Question

How do you solve ${\tan ^2}x - 3 = 0$ ?

Answer 1

In this question, we are given a trigonometric equation and we have been asked to solve it. Basically, we have been asked to find the value of $x$. Shift the constant term to the other side. Then, find the square root on both the sides.

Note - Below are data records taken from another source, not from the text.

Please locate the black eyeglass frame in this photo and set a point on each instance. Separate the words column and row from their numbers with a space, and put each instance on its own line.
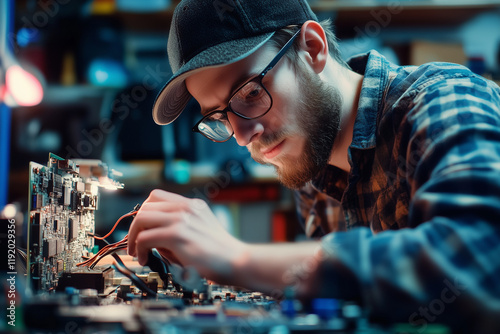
column 258, row 77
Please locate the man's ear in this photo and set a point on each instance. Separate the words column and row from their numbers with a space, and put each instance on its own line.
column 313, row 42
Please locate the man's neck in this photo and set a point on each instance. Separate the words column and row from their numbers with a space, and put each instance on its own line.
column 348, row 83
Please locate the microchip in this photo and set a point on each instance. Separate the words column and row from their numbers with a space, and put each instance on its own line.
column 73, row 229
column 49, row 248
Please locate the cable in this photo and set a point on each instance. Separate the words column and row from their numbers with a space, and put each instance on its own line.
column 132, row 213
column 120, row 266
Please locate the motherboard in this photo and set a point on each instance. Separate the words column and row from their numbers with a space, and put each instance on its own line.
column 63, row 198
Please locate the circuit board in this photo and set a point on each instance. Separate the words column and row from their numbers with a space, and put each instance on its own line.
column 63, row 198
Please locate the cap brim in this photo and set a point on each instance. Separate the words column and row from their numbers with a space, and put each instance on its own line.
column 174, row 96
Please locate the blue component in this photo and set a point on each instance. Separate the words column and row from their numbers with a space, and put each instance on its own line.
column 108, row 73
column 326, row 308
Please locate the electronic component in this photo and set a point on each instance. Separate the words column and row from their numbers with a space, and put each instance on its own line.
column 62, row 202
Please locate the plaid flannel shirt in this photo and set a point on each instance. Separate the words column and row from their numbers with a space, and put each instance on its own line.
column 416, row 221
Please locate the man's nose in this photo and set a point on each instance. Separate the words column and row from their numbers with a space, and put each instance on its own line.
column 245, row 130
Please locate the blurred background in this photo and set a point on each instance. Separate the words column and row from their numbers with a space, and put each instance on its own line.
column 78, row 78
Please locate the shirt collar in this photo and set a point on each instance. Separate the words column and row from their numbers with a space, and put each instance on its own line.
column 375, row 69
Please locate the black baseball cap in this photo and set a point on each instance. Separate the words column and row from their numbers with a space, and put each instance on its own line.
column 210, row 33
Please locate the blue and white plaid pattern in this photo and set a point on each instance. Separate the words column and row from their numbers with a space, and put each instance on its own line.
column 417, row 219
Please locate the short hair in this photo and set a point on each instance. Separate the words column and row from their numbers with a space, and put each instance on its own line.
column 283, row 35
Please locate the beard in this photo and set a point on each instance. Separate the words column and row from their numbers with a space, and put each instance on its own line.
column 317, row 119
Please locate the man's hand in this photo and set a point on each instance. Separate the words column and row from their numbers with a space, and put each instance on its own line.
column 185, row 231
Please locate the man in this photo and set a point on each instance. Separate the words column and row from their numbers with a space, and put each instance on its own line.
column 410, row 152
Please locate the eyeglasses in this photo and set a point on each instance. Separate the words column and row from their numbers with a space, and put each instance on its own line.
column 252, row 100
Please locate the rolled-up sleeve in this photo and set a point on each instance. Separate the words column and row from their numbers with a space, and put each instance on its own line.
column 446, row 269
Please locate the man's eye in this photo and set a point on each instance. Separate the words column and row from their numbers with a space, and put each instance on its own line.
column 250, row 91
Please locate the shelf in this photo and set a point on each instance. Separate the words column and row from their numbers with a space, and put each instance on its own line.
column 362, row 5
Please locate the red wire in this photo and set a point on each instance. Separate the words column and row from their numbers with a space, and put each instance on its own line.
column 116, row 224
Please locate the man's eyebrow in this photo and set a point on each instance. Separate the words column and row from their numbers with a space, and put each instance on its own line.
column 238, row 83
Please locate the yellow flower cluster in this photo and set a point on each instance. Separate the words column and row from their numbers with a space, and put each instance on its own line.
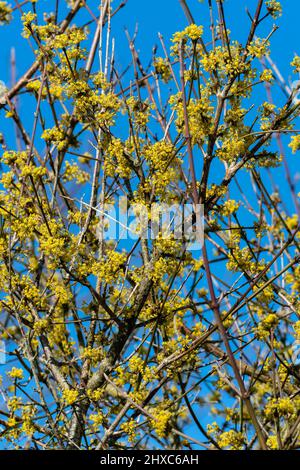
column 70, row 396
column 56, row 136
column 259, row 48
column 5, row 13
column 296, row 63
column 74, row 173
column 16, row 373
column 229, row 207
column 280, row 406
column 267, row 76
column 232, row 440
column 162, row 68
column 97, row 419
column 295, row 142
column 129, row 429
column 161, row 421
column 116, row 162
column 108, row 270
column 274, row 7
column 192, row 32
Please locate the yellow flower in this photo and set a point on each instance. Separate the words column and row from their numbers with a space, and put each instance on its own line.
column 16, row 373
column 70, row 396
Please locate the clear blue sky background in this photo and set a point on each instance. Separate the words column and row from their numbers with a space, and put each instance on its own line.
column 166, row 17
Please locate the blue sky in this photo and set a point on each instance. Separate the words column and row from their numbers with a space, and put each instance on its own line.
column 166, row 17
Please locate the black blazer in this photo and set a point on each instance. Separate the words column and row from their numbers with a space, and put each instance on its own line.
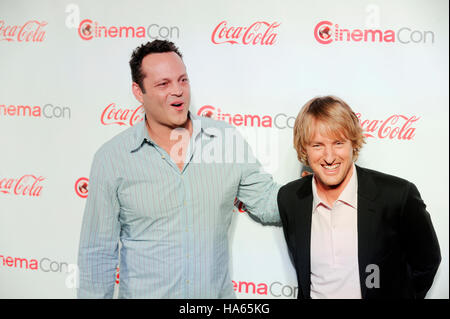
column 394, row 232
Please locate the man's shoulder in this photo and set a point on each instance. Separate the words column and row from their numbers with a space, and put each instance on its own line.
column 381, row 178
column 124, row 141
column 297, row 185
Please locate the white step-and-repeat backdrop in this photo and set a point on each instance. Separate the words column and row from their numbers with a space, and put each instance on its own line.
column 65, row 89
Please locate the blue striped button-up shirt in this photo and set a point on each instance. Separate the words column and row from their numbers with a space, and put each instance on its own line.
column 172, row 224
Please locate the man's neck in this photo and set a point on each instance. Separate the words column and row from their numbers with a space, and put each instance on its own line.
column 330, row 193
column 164, row 134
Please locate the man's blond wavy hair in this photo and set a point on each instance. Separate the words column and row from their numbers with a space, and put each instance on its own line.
column 339, row 119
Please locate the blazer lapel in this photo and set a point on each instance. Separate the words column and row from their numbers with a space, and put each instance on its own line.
column 303, row 230
column 366, row 236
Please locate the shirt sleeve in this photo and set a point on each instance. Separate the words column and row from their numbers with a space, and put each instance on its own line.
column 100, row 232
column 257, row 190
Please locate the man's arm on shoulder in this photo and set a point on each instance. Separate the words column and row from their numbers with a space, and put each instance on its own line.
column 100, row 231
column 422, row 247
column 257, row 189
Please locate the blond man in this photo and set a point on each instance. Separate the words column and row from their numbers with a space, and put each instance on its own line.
column 352, row 232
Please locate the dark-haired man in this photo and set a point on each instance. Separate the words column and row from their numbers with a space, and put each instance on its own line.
column 157, row 189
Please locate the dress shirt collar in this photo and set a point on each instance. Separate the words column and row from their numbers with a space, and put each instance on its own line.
column 348, row 196
column 142, row 136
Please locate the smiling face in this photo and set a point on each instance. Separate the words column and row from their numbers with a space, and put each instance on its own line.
column 330, row 157
column 166, row 99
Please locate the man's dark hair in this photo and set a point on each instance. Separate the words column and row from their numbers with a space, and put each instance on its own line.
column 156, row 46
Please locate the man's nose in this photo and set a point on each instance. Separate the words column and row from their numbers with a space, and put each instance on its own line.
column 329, row 154
column 177, row 90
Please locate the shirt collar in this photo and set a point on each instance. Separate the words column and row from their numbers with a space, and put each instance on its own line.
column 199, row 125
column 349, row 195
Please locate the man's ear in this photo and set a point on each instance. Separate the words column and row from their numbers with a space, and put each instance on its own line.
column 138, row 94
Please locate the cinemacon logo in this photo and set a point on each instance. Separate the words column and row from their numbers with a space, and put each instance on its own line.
column 258, row 33
column 326, row 32
column 45, row 264
column 275, row 289
column 48, row 111
column 395, row 126
column 30, row 31
column 280, row 120
column 88, row 30
column 27, row 185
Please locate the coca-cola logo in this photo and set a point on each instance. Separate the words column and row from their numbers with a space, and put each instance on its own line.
column 396, row 126
column 258, row 33
column 81, row 187
column 113, row 114
column 27, row 185
column 30, row 31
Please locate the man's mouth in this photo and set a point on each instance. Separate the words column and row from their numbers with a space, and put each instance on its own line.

Complete step-by-step answer:
We are given an equation and we have been asked to solve it. Let us see how it is to be done.
$\Rightarrow {\tan ^2}x - 3 = 0$ …. (given)
Shifting the constant term to the other side,
$\Rightarrow {\tan ^2}x = 3$
Now, we will square root both the sides.
$\Rightarrow \sqrt {{{\tan }^2}x} = \sqrt 3$
On simplifying, we get,
$\Rightarrow \tan x = \pm \sqrt 3$
Since $\tan x$ is both negative and positive in different quadrants, we will consider both the values.
But since there can be many values of $x$, how shall we find so many values?
In such a case, we will use the formula of general solution of trigonometric ratios.
We can write $\tan x = \pm \sqrt 3$ as $\tan x = \tan \dfrac{\pi }{3}$.
The formula of general solution of $\tan x$ is –
If $\tan x = \tan \alpha$ then, $x = n\pi + \alpha$.
Using this formula in this question,
$\Rightarrow x = n\pi + \dfrac{\pi }{3}$

Hence, $x = n\pi + \dfrac{\pi }{3}$

Note:
We could have also used the identity of ${a^2} - {b^2}$ to solve the given equation. Let us see how it is to be done.
We can also write ${\tan ^2}x - 3 = 0$ as ${\left( {\tan x} \right)^2} - {\left( {\sqrt 3 } \right)^2} = 0$.
Comparing with the identity, let $a = \tan x$ and $b = \sqrt 3$.
The identity goes like this –
$\Rightarrow {a^2} - {b^2} = \left( {a + b} \right)\left( {a - b} \right)$
Hence, ${\left( {\tan x} \right)^2} - {\left( {\sqrt 3 } \right)^2} = \left( {\tan x + \sqrt 3 } \right)\left( {\tan x - \sqrt 3 } \right)$.
Putting each factor equal to $0$,$\tan x + \sqrt 3 = 0,\tan x - \sqrt 3 = 0$.
We will get, $\tan x = \sqrt 3 , - \sqrt 3$
Now, we know that $\tan x$ has this value at numerous places. So, what value of x should be considered? To avoid this confusion, we use the general formula of x.
If $\tan x = \tan \alpha$ then, $x = n\pi + \alpha$.
Using this formula in this question,
$\Rightarrow x = n\pi + \dfrac{\pi }{3}$
Hence, $x = n\pi + \dfrac{\pi }{3}$.